Les kawas étaient à dix pas… Les yeux du scheik étincelaient, sa main fit briller un poignard comme un éclair inattendu au milieu d’une profonde obscurité, et il l’enfonça dans le cœur du pacha.

— Souviens-toi de l’itch-oglan Mustapha, dit le scheik en le frappant.

— Enfans, exterminez le misérable, s’écria le pacha frappé à mort et rendant l’âme.

Vingt yatagans se croisèrent sur la tête du scheik ; mais lui, monté sur le divan, opposait aux poignards le firman redouté qu’il étendait des deux mains… Les kawas baissèrent la tête avec respect… L’ordre était exécuté.

Mustapha paraissait radieux et presque surnaturel, lorsque du haut du divan il n’opposait à des esclaves armés, dont il venait d’égorger le maître sous leurs yeux, qu’un simple morceau de papier.

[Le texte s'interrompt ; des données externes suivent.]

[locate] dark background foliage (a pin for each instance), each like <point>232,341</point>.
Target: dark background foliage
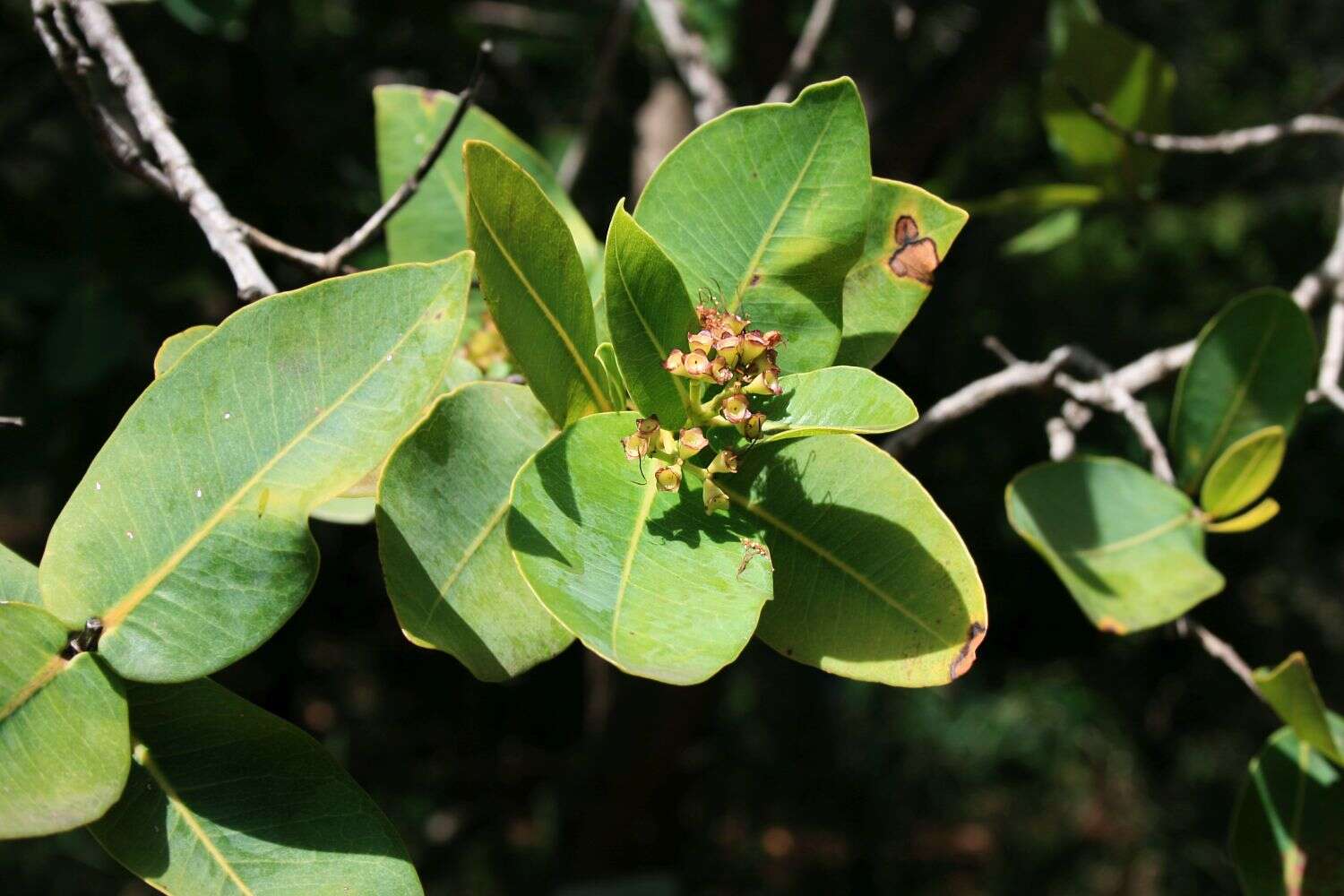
<point>1066,762</point>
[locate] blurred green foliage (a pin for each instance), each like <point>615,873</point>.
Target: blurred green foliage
<point>1066,762</point>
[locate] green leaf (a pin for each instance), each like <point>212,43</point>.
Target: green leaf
<point>188,535</point>
<point>612,378</point>
<point>1126,546</point>
<point>441,505</point>
<point>910,231</point>
<point>177,346</point>
<point>1252,368</point>
<point>1253,519</point>
<point>64,739</point>
<point>1290,691</point>
<point>650,314</point>
<point>1037,199</point>
<point>836,400</point>
<point>871,579</point>
<point>1047,234</point>
<point>226,798</point>
<point>1134,85</point>
<point>534,285</point>
<point>1289,820</point>
<point>642,576</point>
<point>433,223</point>
<point>768,203</point>
<point>1244,471</point>
<point>18,578</point>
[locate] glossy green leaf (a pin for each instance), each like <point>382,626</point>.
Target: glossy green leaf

Tandis que tous rentraient dans la poussière, lui, placé sous la sauve-garde même de l’ordre qu’il avait exécuté retournait au téké sans crainte comme sans orgueil, expédiait un Tartare à la Porte, et reprenait simplement sa vie ordinaire, laissant à d’autres le soin d’administrer la province en attendant un pacha.

Le Tartare à son retour apporta les ordres de la Porte, qui nommait Mustapha-Bey pacha à trois queues et gouverneur d’Alep.